No matter how many times Lena tried to get me to see reason, I still wouldn't agree with her. Fred deserved to be  happy, to be free from all of the torment I was causing him by keeping him in my life like that. I gad already made up my mind, and nothing was changing it.

"Miss Gannon. There's someone here to see you." One of the nurses, whom I later figured out was called Marsali, caught my attention as she called out my name. I had been spending close to a week in bed, crying and feeling extreme guilt about—well—everything. I refused to talk to anyone but Lena and Marsali, and I had almost completely given up hope. Hope of ever getting out. Hope of ever being happy.

I took a deep breath. I don't know how, but I knew very well who was standing at the other end of that door, waiting to see and talk to me.
So, against my better judgement, and fighting the urge to tell Marsali not to let him in and that I didn't want to see him because it would hurt less if I didn't, I nodded, agreeing to have him let in.

"Hey you."

It was almost as if I hadn't heard his voice in forever. It made its way into my eardrums, putting pressure on my still aching heart. He sounded nervous, scared even, and I couldn't help but feel an extreme need to walk up to him and throw my arms around his neck. All I wanted in that moment, was to hold him, hold him and never let go. Breathe in that sweet scent of fireworks and candy that I had grown to love. Feel his skin against mine, setting it on fire. Hear his beating heart from under his chest, her it beating in sync with mine.
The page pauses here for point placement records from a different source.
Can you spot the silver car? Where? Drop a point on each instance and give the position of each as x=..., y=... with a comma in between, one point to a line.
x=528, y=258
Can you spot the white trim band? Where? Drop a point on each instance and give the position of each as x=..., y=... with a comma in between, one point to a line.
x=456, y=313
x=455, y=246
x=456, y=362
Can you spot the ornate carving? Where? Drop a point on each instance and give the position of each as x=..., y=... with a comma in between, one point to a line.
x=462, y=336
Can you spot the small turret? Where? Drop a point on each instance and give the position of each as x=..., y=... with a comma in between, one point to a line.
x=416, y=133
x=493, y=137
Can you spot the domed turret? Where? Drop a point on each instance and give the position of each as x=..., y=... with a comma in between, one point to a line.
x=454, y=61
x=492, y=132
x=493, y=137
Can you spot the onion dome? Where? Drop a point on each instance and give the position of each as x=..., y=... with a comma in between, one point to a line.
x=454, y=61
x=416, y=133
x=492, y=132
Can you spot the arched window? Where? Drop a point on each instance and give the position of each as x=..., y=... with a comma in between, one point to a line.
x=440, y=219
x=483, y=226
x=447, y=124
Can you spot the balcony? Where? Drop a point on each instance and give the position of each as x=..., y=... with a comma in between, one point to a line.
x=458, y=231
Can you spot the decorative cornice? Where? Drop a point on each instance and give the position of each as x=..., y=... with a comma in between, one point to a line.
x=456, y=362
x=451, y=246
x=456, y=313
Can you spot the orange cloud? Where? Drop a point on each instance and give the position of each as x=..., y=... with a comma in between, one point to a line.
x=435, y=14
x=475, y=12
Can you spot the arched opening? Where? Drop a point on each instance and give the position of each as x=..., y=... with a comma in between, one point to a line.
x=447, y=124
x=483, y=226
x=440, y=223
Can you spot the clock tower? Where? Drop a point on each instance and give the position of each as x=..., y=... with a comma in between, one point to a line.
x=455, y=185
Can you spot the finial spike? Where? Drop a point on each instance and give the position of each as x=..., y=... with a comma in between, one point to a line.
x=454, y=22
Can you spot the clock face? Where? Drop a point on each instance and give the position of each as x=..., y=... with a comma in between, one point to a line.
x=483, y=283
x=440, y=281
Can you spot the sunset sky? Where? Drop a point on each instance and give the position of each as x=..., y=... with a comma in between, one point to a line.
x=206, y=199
I had missed him so much in the last couple of
months, more than I ever realised and cared to admit, and seeing him just then, standing in front of me with that sad smile displayed across his freckled face, made me wish I wasn't about to do what I was about to.

"Fred."

His name rolled off my tongue like a song I knew all to well. It was carved into me, stitched into every cell of my being, and I would never forget what it felt like to say it, to hear myself say it, no matter how badly I knew I was going to wish it wasn't such a primary part of me. I knew, that after today, in less than an hour, I wouldn't be able to say it the same way again.

Because I would no longer have the right to.

"Fred." I repeated, feeling my eyes sting from attempting to hold back the river of tears I knew was about to come falling down. The dam was about to break, and I didn't have the power to stop it, no matter how badly I found myself wanting to.